The electrochemistry of the {RhNO}⁸ complexes [Rh(PCP ^tBu)(NO)][BF₄] (1⁺), [Rh(PCP ^tBuCH₂)(NO)][BF₄] (2⁺), and Rh(PCP^tBu)(NO)Cl (3) was studied. Both four-coordinate complexes 1⁺ and 2⁺ exhibit a reversible reduction within the CH₂Cl₂ solvent window. Nevertheless, the chemical or electrochemical reduction of 1⁺ and 2⁺ in CH ₂Cl₂ led to the formation of the five-coordinate {RhNO}⁸ complexes 3 and Rh(PCP^tBuCH₂)(NO)Cl (4), respectively, through chloride abstraction from CH₂Cl ₂ by the one-electron-reduced {RhNO}⁹ species [Rh(PCP ^tBu)(NO)]^• (1^•) and [Rh(PCP ^tBuCH₂)(NO)]^• (2^•), as has been observed for many other 17-electron paramagnetic complexes.
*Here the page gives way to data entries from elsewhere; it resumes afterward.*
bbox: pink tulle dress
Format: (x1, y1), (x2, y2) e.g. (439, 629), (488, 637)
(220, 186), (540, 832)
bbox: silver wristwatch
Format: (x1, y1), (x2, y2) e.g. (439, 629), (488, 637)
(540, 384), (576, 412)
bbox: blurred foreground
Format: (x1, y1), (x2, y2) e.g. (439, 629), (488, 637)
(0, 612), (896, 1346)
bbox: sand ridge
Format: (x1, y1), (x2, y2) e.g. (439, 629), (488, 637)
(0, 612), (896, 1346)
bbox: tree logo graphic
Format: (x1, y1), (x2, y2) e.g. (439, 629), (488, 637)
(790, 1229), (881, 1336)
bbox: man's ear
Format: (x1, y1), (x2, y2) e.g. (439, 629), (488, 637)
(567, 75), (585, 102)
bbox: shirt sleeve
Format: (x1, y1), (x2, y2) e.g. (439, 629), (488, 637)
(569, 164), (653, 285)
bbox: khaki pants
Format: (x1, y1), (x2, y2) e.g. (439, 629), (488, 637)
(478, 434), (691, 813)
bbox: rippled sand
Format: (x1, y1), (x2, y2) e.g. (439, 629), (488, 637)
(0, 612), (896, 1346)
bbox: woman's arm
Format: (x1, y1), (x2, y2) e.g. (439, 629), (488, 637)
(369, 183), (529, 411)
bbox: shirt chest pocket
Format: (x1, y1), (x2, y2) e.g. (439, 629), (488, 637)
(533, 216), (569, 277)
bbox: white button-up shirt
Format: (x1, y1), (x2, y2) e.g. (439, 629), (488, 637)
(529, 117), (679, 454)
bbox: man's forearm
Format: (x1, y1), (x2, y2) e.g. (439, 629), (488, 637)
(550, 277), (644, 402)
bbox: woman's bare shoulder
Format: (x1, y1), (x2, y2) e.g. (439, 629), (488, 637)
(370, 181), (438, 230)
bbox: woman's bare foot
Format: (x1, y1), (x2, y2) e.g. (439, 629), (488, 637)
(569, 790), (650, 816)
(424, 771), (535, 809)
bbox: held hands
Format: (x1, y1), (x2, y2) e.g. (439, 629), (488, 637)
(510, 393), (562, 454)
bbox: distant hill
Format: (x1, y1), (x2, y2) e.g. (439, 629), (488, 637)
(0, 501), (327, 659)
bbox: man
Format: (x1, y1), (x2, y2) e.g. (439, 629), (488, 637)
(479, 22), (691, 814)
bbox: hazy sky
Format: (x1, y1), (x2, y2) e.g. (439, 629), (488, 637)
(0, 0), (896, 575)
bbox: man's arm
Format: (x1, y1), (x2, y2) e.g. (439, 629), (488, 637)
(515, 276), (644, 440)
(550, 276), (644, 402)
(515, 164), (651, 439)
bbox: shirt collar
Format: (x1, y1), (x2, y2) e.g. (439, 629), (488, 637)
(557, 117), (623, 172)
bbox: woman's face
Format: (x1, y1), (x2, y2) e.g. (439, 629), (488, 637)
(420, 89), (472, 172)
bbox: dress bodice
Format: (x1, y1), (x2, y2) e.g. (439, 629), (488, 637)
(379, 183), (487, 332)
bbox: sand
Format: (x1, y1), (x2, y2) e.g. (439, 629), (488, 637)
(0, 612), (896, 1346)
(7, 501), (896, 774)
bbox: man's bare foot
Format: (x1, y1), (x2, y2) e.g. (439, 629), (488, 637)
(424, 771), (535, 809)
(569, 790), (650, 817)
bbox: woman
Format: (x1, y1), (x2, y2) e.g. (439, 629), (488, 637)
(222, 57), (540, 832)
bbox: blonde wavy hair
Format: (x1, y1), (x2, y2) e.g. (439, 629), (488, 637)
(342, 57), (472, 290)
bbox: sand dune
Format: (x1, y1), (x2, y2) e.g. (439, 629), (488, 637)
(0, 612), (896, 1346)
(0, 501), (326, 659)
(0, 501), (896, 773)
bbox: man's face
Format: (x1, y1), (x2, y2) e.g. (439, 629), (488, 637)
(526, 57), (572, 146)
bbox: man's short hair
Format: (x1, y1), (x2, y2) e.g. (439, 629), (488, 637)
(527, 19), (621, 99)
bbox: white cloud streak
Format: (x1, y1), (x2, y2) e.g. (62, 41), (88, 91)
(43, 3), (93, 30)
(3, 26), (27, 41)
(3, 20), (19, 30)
The new complex 4 was fully characterized by multinuclear NMR techniques, IR, X-ray diffraction, CV, UV-vis, and elemental analysis. On the other hand, the five-coordinate complexes 3 and 4 show only one irreversible oxidation in CH₂Cl₂ and two irreversible reductions in THF. The {RhNO}⁹ complex 1^• could be obtained quantitatively by one-electron reduction of 1⁺ with cobaltocene in nonchlorinated solvents and was characterized by IR, EPR, and ¹H NMR in solution. Activation of carbon-halogen bonds by complex 1^• was observed by studying the reactivity of 1^• with some aryl halides, giving in all cases the {RhNO}⁸ Rh(PCP^tBu)(NO)X (X = Cl ^-, 3, or X = I^-, 6) as the only rhodium complex, while a complex with coordination of the aryl moiety was not observed as a stable final product in any case. The fate of the aryl organic radicals could be determined in some cases. In addition, DFT calculations were performed to elucidate the electronic structure of 1^• and to support the observed reactivity.